Today was good. It started off with a clearing of the air between a coworker and myself, which was an answer to prayer as well as a positive reinforcement from God on my 1 Peter pop quiz at work yesterday. (The women's Bible study I am part of is currently studying this epistle about Christians living under pressure, and last Wednesday's lesson touched on living under work pressure, especially people who are behaving unreasonably. God has good timing.)
It wasn't the only answered prayer today. Here are a few others:
- I had a positive outlook on the day
- I was able to delegate jobs
- It wasn't raining when I moved my computer
- We packaged up far more than expected
We still have a lot of stuff over at the old building, but everything we really need in order to work is at the new building, and we have until about June 20 to clear out the old place. That gives us almost two months to make little trips out for a day or an afternoon of cleaning and boxing at a much more leisurely pace than we've had this week.
So it was good.
Now that most of the intense bits are over, it's starting to hit me....
I'm not going to work at the old building anymore. Sure, I'll be over for some of those cleaning and boxing trips, but it won't ever be home base again. And I've worked there since July of 2001. I've spent more days in that building than I spent at college. I've "lived" there about as long as I lived at the home where I spent my high school and college years. And there is a growing list of things I will miss:
- The quiet lunch room in which I ate on just about every work day for the last seven years, and was able to read in peace for most of those days
- The one-stall bathroom
- The "nap room" I made in an unoccupied office, which consisted of three chairs set next to each other
- Bantering and exchanging stories with our regular UPS driver
- The "cage bars" on our cubes and the way Amanda would hold onto them sometimes when she was telling me a story through the mesh
- All the surfaces for displaying trinkets; comic strips; pictures of Apollo, other birds, and all the kids I've tutored over the past years (Jephri, Daijah, Marshelle, Hassan); etc.
- The smallness of the place...only the five of us there, and all of us within easy shouting range of each other, not that we ever had to shout that loudly to be heard
That place saw the two hardest years of my life and heard the worst phone call I've ever received. It was also the site of hours and hours of laughter, and myriads of scrapes and bruises and muscle strains (many of which sparked some of that laughter).
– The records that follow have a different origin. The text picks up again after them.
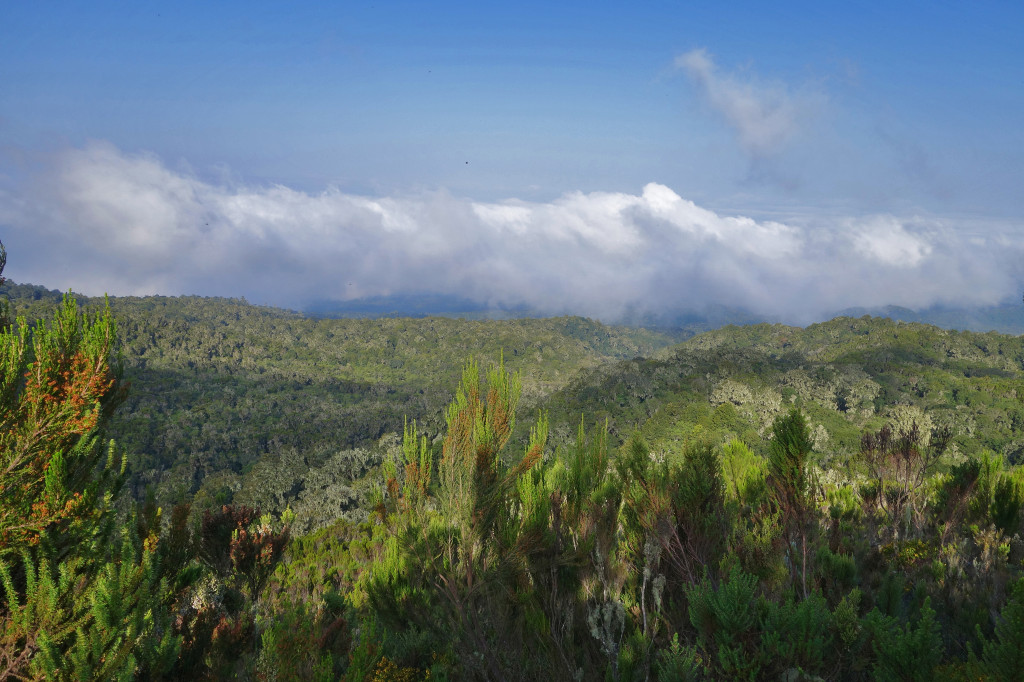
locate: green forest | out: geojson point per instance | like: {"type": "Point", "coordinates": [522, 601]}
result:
{"type": "Point", "coordinates": [202, 488]}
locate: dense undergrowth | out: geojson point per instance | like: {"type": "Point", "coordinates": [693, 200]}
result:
{"type": "Point", "coordinates": [837, 503]}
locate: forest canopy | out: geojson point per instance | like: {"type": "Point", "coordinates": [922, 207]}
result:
{"type": "Point", "coordinates": [286, 498]}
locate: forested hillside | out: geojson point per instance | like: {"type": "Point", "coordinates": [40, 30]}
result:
{"type": "Point", "coordinates": [343, 499]}
{"type": "Point", "coordinates": [230, 397]}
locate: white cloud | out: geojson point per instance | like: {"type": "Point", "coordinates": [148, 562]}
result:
{"type": "Point", "coordinates": [888, 241]}
{"type": "Point", "coordinates": [765, 118]}
{"type": "Point", "coordinates": [101, 220]}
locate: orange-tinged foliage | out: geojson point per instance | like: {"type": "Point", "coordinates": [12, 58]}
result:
{"type": "Point", "coordinates": [60, 385]}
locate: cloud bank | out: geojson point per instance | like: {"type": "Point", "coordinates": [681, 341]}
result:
{"type": "Point", "coordinates": [99, 220]}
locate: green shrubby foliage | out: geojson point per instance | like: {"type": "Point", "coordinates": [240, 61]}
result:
{"type": "Point", "coordinates": [837, 503]}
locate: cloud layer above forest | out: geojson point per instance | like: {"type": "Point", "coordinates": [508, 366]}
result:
{"type": "Point", "coordinates": [99, 220]}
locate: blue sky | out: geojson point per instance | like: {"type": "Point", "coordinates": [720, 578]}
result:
{"type": "Point", "coordinates": [886, 137]}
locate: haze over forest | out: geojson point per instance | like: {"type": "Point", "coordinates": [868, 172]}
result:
{"type": "Point", "coordinates": [562, 160]}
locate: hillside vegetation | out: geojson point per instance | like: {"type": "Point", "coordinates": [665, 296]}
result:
{"type": "Point", "coordinates": [351, 499]}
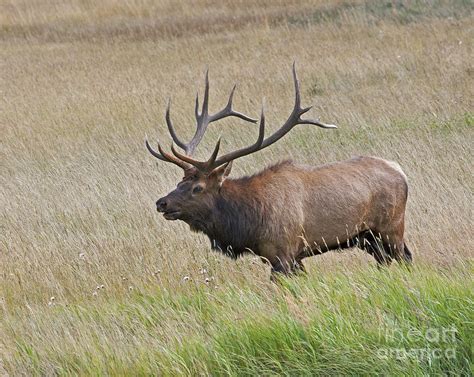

Apollo came and visited several times, when I was going to leave straight from work for some time out of town. My parents have been there, and my brother, and my cousin, and even some people from my church, who came by for a pop can drive.
The new place is...well, new. While I have no real resentment of it, I have no affection for it, either. There are high cubicle walls that make me feel like a rat in a maze, and keep me from easily seeing everyone I can hear. There are dozens of people in one large space broken up only by these cubicles. I share a cubicle quad space with two other coworkers and can see four more from where I sit. There are three stalls in the bathroom. All the product swatching I used to handle is now part of somebody else's space and will soon be somebody else's job. It's all so different....
Now, after years of having it on the horizon, and months of work, and one crazy busy week, it seems the mental dust from all the moving is clearing away enough for me to start mourning the familiar spaces.